In this paper, we have reviewed a non-statistical methodology of preference learning designed for multiple criteria ranking. The methodology, called Robust Ordinal Regression, is based on learning of a set of value functions from decision examples given by the DM. Preference information may be composed of pairwise comparison of some alternatives, intensities of preference, rank-related requirements, or statements concerning interaction between criteria. These judgments are represented by a compatible form of a set of value functions, each one defining a complete ranking on the set of alternatives. A value function preference model is of particular interest in MCDA because of an easy interpretation of numerical scores of alternatives and straightforward translation of pieces of preference information to the final result. Moreover, our methodology admits the most general form of an additive model which does not involve any arbitrary parametrization. The marginal value functions composing the additive model are general monotone functions. The result of application of the set of compatible value function on the set of alternatives is presented in the form of the necessary and possible preference relations, extreme ranks, and a representative value function. These outcomes provide a clear justification of recommended rankings at different levels of certainty, and stimulate the DM to interact with the method by incrementally enriching the preference information and observing its necessary and possible consequences on the recommended rankings.

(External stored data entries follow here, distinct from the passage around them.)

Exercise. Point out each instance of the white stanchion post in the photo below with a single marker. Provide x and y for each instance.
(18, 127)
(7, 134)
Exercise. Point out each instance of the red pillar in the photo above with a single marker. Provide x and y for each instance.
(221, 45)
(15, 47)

These features reveal a specific aspect of learning adopted in ROR. As shown in the paper they contrast with ML which is oriented towards preference discovery without interaction with the DM, but also share many features with the recently proposed PL-ML algorithms that can be used for preference construction.

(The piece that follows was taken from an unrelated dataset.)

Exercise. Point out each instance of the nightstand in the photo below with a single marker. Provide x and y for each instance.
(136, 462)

We would like to end with a conclusion suggesting a consideration of some specific aspects of ROR in PL-ML:

  • consideration of a plurality of instances of the considered preference model compatible with preference information within an acceptable probabilistic error;

  • exploiting the concepts of the necessary and possible preference relation and of the extreme ranking analysis to ensure a proper trade-off between the completeness and prudence of the recommendation;

  • accounting for types of preference information that are considered in ROR; for example, in ROR the DM can refer to rank-related requirements or intensities of preference on a single criterion, which is not the case in PL-ML methods; moreover, it seems to be challenging for ML-PL to account simultaneously for different types of preference information;

  • considering some specific concepts introduced in ROR-MCDA, such as hierarchy of criteria, which seem not explored in PL-ML, while being useful for decomposing the complex problems, or interactions between different criteria;

  • adopting the idea of preference construction, understood as a mutual learning of the DM and the model; this is related to the development of an interface that would surrogate an analyst and supply the user with the consequences of applying her/his preference in a way that would invite her/him to the interaction.